Mittlerweile ist es mit den „Klimabäumen“ fast so, wie bei der Blühmischungsflut. An gefühlt jeder Straßenecke bekommt man erzählt, welche Gehölze sich unter Klimawandelbedingungen besonders gut für die Verwendung im Siedlungsraum eignen. Listen, Broschüren, wissenschaftliche Publikationen und sogar Internetportale zu diesem Thema schiessen wie Pilze aus dem Boden. Nahezu alle dieser Projekte haben aber eins gemeinsam: Aus ökologischer Sicht sind sie mangelhaft bis nutzlos.
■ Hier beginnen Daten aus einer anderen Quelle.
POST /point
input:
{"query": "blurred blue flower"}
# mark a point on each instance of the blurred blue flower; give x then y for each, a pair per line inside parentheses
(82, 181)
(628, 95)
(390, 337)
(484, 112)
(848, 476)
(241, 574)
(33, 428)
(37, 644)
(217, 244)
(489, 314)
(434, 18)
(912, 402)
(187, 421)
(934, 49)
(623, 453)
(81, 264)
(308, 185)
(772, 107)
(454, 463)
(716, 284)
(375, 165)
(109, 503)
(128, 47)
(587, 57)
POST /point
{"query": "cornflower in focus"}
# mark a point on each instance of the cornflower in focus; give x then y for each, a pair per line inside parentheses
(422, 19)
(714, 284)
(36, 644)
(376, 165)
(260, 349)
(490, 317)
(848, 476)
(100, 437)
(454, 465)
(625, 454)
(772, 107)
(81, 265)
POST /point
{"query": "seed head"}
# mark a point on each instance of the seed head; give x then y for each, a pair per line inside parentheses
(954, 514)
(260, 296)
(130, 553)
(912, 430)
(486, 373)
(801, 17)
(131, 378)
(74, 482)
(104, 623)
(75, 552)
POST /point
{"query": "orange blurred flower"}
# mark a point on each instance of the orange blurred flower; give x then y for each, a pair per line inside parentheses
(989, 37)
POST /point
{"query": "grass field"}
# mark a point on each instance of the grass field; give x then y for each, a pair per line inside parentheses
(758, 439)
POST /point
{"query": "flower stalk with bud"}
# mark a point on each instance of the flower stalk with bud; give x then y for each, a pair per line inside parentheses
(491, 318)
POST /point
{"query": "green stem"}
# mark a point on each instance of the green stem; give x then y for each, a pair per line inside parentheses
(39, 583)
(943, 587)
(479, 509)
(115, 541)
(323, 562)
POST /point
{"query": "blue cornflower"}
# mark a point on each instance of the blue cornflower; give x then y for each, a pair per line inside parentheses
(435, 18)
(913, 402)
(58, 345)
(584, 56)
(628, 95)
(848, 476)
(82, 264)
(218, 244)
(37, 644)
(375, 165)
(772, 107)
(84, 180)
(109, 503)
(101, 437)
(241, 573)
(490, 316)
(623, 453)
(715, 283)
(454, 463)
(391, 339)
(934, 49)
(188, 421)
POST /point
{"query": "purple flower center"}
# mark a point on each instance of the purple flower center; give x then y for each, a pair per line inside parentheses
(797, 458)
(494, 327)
Häufig werden nur exotische Arten, oder von der „Grünen“ Branche lancierte Arten betrachtet. Ökologische Aspekte, wie etwa der Nutzen für pflanzenfressende Insekten, werden – wenn überhaupt – höchstens am Rande erwähnt. Mit etwas Glück, fliesst noch der Nutzen für Bestäuber in die Empfehlungen ein. Dass durch die Verwendung exotischer Gehölze 90% der heimischen pflanzenfressenden Insekten ausgesperrt werden, interessiert scheinbar keinen. Besonders bedenklich ist das unter dem Aspekt, dass der Siedlungsraum auf Grund der fortschreitenden Zerstörung wertvoller Naturräume, nachgewiesenermassen immer mehr zum fast einzigen verbliebenen Rückzugsort für seltene und bedrohte Tierarten wird. Das Artensterben wird so auch immer mehr im Siedlungsraum entschieden.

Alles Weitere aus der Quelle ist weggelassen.